私:方言エッセイ集によく出てくる小ネタで、お相撲さんの「まわし」と勘違い、という定番記事が多いね。
君:語源は他サ四「まはす回・廻」連用形よね。
私:いかにも。方言学の基礎としては、小学館日本方言大辞典には同語の派生語を含めて名詞「まわり回」のみだしで23通りの意味の説明がある。準備もその一つ。
君:へえ。他の意味を少しだけ列挙してみてちょうだい。
私:お安い御用だ。周囲、近所、頃、値段、金回り、おかず、ふんどし、等々。
君:ふんどしはお相撲さんの「まわし」に通ずるわね。
私:まことにもってつかみどころのない言葉の「まわし」。ただし愛知・岐阜では「準備」の意味に限定。
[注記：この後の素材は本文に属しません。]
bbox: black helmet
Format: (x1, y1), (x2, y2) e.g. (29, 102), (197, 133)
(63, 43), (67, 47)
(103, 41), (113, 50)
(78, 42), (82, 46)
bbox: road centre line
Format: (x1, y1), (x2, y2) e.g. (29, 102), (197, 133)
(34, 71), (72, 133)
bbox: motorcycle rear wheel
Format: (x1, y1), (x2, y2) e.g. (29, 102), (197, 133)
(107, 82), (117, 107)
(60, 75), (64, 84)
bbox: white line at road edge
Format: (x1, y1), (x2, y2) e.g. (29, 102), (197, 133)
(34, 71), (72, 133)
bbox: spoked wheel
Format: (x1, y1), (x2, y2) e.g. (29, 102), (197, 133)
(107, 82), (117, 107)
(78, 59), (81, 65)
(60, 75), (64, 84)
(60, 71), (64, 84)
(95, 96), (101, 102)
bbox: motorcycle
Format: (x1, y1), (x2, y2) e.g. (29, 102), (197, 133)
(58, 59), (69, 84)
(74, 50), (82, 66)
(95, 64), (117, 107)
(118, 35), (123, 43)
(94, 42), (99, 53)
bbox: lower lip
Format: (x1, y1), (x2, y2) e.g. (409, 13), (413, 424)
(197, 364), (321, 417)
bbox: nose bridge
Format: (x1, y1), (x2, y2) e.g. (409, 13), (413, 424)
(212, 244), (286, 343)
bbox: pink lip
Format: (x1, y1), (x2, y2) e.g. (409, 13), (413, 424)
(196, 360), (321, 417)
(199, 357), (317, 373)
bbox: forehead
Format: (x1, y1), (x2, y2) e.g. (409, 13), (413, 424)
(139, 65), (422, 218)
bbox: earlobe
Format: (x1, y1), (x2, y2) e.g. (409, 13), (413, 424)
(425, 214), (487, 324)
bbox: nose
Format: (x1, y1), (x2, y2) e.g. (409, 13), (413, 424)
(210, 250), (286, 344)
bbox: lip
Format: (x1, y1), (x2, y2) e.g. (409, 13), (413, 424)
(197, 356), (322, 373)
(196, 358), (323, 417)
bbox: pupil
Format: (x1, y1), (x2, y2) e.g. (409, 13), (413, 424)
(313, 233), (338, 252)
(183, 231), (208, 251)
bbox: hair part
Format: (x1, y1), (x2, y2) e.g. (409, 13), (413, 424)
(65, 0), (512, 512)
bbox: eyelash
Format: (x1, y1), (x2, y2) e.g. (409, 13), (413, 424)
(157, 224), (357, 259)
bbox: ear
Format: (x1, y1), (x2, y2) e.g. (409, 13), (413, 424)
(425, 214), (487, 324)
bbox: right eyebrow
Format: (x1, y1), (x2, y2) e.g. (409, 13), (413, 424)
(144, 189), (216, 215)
君:ほほほ、わかったわ。方言量としては極めて少なく、そしてその意味では各地で様々なれど、各地とも意味はひとつに限定、という意味ね。
私:そりゃ当たり前さ。方言量は10に満たない。まわり、まり、まやし、まつし、まおし、程度。愛知・岐阜で「まわし」の意味が23通りもあっちゃたまったもんじゃない。
君:古語のお話にしましょうよ。
私:おっとそうこなくちゃ。自他対だな。他サ四「まはす」に対して自ハ四(自動詞ハ行四段)「まふ」・自ラ四「まはる」。皆、和語だが、古代に「まふ」、やがて他動詞「まはす」・自動詞「まはる」の別が生まれた。
君:そしてこれがハ行転呼音となるのね。
私:そう。「まわす・まわる」、中世語・近世語の誕生だ。既に意味も俄然、多彩になっているが、江戸語で際立っているのが吉原の遊里語、及び岡場所語だな。ちょっぴり大人の世界。
君:岡場所とは?
私:官許の吉原に対し、非公認の深川・品川・新宿などの遊里。こういう世俗の知識も国語の理解には必要だ。
君:つまりはあれの準備ね。
私:そう。あれの準備。ところで廻し男とは、女郎の世話をしてあれこれ使いをする下男。廻し女とは数人の客をてきぱきとこなす女郎。ザ・ビジネス。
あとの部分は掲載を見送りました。